The speed vs. smoothness trade-off

The key dimension to understand:

  • Slow + smooth (SMA): Doesn't react fast, doesn't whip around. Best as a stable reference line — regime filters, baselines, support/resistance.
  • Fast + smooth (HMA): Reacts quickly but produces a clean curve. Best when you need to trade off the slope of the indicator itself.
  • Fast + noisy (TEMA): Reacts almost instantly but the line jitters. Best for very-short-timeframe execution where the signal is going to be confirmed by something else immediately.
  • Adaptive (KAMA): Changes its effective speed based on market regime. Best when the market itself shifts between trending and choppy states.

You almost never want to combine two indicators from the same speed/smoothness quadrant. The combinations that work — fast execution gated by slow regime, smooth trend confirmed by reactive entry — pair indicators from opposite ends of these dimensions.

Common patterns

The two-MA crossover. Fast MA (EMA 20) crosses slow MA (EMA 50). Classic. Needs a Cooldown node to prevent machine-gunning. See your first strategy for the full wiring.

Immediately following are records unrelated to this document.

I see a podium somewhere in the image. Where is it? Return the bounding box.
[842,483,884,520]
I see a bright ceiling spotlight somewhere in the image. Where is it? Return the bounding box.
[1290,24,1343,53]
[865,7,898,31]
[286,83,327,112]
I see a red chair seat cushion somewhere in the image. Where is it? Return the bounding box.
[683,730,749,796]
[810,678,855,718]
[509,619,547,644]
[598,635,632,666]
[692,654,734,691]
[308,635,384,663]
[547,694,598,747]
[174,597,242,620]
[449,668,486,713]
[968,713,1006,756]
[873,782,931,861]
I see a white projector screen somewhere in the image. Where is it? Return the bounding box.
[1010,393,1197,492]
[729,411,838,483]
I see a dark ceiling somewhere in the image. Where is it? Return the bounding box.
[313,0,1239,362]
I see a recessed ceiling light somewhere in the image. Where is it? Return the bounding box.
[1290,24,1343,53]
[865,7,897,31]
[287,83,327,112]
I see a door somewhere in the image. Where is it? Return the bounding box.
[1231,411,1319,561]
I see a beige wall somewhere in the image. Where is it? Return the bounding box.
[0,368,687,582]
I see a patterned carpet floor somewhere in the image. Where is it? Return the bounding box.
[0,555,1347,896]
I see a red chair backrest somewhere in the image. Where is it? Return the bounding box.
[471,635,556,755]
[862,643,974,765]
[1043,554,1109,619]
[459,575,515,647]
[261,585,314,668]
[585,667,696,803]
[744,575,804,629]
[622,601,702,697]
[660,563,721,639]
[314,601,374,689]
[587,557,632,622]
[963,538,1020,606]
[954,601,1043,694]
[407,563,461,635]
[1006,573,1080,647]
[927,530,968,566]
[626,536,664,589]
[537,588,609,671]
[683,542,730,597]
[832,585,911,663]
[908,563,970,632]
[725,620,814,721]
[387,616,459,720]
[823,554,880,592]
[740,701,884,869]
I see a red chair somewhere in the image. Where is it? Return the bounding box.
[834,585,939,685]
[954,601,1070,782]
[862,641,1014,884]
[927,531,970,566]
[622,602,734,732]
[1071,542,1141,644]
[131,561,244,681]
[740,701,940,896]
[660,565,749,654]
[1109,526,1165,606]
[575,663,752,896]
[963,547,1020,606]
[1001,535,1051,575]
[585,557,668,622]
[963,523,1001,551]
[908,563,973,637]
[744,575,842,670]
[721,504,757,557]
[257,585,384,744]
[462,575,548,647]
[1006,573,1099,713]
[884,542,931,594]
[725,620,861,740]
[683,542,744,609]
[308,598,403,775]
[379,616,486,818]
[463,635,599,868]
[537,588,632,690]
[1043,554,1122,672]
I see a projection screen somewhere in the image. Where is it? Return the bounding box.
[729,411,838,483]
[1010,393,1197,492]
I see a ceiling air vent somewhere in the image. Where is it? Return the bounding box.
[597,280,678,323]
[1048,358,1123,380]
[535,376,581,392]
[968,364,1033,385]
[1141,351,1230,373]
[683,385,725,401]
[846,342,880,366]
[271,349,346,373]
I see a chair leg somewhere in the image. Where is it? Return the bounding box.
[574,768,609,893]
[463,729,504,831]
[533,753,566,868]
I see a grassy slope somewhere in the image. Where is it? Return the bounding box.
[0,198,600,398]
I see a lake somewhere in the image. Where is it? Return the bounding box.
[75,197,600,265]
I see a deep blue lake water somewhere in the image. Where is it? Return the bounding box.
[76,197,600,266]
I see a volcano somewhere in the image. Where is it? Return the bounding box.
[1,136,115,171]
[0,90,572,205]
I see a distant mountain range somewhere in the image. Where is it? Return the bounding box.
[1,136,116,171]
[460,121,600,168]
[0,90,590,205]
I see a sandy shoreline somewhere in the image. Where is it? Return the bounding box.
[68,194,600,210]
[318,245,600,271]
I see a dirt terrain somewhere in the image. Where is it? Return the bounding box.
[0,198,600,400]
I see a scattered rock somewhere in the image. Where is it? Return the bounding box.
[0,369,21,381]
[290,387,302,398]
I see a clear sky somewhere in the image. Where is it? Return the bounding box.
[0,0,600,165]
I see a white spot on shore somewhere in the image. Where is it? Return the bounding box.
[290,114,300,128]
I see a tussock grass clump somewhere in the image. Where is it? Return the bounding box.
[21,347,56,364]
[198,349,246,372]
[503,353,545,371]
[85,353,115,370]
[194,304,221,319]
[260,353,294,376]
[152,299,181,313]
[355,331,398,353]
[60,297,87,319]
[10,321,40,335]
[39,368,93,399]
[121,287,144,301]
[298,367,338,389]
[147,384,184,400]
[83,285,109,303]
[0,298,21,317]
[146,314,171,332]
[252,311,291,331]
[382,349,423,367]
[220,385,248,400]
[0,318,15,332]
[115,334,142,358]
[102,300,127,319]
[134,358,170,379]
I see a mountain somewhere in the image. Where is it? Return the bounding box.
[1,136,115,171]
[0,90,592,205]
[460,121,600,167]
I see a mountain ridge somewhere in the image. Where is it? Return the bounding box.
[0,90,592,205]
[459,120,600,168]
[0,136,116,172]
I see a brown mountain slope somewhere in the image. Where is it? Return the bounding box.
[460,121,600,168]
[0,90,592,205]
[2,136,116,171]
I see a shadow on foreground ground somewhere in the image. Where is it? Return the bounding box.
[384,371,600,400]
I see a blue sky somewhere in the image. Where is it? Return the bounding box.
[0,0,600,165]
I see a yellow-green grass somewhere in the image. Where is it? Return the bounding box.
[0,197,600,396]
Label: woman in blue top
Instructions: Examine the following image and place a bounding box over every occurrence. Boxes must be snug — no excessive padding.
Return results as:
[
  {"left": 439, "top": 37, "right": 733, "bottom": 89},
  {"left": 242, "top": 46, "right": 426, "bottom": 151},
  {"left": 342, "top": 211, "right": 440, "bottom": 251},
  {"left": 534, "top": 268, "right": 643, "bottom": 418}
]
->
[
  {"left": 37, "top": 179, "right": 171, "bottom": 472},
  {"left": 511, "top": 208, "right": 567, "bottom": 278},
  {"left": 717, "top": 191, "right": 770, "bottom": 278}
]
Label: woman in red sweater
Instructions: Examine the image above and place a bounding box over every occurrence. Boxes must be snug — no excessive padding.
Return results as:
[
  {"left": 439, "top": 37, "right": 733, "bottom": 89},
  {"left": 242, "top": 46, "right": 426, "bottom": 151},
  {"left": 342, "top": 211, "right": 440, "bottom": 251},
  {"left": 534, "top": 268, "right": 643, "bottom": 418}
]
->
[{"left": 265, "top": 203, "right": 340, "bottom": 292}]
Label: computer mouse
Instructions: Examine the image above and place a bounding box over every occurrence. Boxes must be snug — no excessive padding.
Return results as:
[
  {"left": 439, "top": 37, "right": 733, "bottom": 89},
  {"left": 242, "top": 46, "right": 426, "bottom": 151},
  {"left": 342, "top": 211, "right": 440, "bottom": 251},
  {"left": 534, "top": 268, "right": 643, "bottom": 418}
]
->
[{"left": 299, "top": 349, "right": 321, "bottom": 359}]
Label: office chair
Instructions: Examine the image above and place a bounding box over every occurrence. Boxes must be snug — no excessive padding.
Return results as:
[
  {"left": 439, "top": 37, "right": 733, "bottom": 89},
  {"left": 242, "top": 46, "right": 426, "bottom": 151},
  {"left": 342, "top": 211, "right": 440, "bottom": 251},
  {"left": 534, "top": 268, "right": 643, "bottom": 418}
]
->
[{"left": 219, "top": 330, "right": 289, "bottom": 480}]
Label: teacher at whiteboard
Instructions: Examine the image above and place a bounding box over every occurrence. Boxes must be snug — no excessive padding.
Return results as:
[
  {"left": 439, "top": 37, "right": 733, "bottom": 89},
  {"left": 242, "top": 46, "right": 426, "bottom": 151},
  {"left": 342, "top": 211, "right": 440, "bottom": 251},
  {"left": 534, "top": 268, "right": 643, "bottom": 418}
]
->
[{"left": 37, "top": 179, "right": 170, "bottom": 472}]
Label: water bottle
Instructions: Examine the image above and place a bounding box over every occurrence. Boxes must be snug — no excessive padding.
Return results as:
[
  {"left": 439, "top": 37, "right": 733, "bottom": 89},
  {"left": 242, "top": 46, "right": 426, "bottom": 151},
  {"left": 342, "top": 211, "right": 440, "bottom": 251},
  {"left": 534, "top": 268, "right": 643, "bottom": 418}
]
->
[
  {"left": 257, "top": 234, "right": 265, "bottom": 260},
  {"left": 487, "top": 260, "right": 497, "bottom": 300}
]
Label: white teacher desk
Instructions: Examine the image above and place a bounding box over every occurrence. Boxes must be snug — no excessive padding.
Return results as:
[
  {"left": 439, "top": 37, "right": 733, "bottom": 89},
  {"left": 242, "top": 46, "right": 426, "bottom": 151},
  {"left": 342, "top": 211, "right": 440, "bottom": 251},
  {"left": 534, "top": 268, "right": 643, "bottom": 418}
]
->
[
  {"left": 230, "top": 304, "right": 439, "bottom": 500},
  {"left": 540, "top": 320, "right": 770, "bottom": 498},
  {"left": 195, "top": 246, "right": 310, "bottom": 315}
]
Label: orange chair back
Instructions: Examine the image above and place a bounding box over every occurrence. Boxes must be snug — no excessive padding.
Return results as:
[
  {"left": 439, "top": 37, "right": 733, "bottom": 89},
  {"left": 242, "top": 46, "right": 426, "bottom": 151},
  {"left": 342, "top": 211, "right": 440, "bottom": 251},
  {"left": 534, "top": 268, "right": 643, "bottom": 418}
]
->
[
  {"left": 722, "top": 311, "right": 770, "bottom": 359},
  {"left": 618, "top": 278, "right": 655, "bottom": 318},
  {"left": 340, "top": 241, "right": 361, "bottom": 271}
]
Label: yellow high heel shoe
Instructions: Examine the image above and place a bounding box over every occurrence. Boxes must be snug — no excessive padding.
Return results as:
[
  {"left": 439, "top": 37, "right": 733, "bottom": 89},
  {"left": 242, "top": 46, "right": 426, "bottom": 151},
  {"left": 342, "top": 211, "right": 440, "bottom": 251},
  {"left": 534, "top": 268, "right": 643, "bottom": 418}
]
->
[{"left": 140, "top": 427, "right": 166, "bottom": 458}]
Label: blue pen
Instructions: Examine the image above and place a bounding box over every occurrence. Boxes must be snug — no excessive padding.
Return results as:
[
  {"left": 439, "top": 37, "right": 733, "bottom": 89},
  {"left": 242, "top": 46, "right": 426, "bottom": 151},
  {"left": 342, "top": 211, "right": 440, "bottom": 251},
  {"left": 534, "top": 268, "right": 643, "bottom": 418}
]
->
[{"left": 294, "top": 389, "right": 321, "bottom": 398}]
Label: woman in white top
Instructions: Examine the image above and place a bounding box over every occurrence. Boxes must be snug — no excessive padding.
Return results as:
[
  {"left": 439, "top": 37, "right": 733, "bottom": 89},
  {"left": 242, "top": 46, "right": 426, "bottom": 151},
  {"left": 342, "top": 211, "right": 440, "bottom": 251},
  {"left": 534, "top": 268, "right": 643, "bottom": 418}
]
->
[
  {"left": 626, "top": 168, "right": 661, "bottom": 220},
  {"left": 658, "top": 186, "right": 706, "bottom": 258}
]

The regime-filtered execution stack. Slow SMA(200) on a daily series defines regime. Faster EMA or HMA on the execution series fires entries. The slow MA prevents trades against the long-term trend.

The adaptive trend stack. KAMA's Efficiency Ratio gates everything. Strategy only allows trades when ER > 0.4 (trending), pauses entirely when ER < 0.3 (chopping). The cleanest no-regime-classifier-needed approach.

The slope-based regime. HMA(21)'s slope output as a binary up/down regime flag. Long-only when slope > 0, short-only when slope < 0. Simpler than KAMA, cleaner than EMA-based equivalents.

Key Takeaway

Pick a moving average by the role it plays in your strategy, not by which one is fastest or smoothest. The same chart that uses SMA(200) for regime and TEMA(9) for execution is using both correctly — those are different jobs.